How-to: Extract Images from a Document

All images are stored inside Shape nodes in a Document.

To extract all images or images having specific type from the document, follow these steps:

·          Use the Document.GetChildNodes method to select all Shape nodes.

·          Iterate through resulting node collections.

·          Check the Shape.HasImage boolean property.

·          Extract image data using the Shape.ImageData property.

·          Save image data to a file.

Example ExtractImagesToFiles

Shows how to extract images from a document and save them as files.

[Java]

 

public void extractImagesToFiles() throws Exception

{

    Document doc = new Document(getMyDir() + "Image.SampleImages.doc");

 

    NodeCollection shapes = doc.getChildNodes(NodeType.SHAPE, true);

    int imageIndex = 0;

    for (Shape shape : (Iterable<Shape>) shapes)

    {

        if (shape.hasImage())

        {

            String imageFileName = java.text.MessageFormat.format(

                    "Image.ExportImages.{0} Out{1}", imageIndex, FileFormatUtil.imageTypeToExtension(shape.getImageData().getImageType()));

            shape.getImageData().save(getMyDir() + imageFileName);

            imageIndex++;

        }

    }

 

    // Newer Microsoft Word documents (such as DOCX) may contain a different type of image container called DrawingML.
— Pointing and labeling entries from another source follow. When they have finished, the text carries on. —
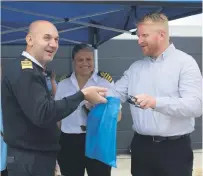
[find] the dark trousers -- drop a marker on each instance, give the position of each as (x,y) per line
(166,158)
(4,173)
(72,160)
(26,163)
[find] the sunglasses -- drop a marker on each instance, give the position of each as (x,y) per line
(132,100)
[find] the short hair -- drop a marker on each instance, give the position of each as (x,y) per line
(154,17)
(79,47)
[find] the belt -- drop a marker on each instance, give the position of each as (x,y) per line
(161,138)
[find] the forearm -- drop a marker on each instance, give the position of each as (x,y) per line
(179,107)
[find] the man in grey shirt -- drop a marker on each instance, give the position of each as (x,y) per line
(167,85)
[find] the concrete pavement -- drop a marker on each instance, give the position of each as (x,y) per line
(123,164)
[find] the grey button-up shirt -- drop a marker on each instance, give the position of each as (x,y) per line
(174,79)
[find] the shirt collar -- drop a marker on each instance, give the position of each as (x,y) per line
(27,55)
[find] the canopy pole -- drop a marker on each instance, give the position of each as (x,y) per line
(96,59)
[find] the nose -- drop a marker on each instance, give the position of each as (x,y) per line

    // Repeat the process to extract these if they are present in the loaded document.

    NodeCollection dmlShapes = doc.getChildNodes(NodeType.DRAWING_ML, true);

    for (DrawingML dml : (Iterable<DrawingML>) dmlShapes)

    {

        if (dml.hasImage())

        {

            String imageFileName = java.text.MessageFormat.format(

                    "Image.ExportImages.{0} Out{1}", imageIndex, FileFormatUtil.imageTypeToExtension(dml.getImageData().getImageType()));

            dml.getImageData().save(getMyDir() + imageFileName);

            imageIndex++;

        }

    }

}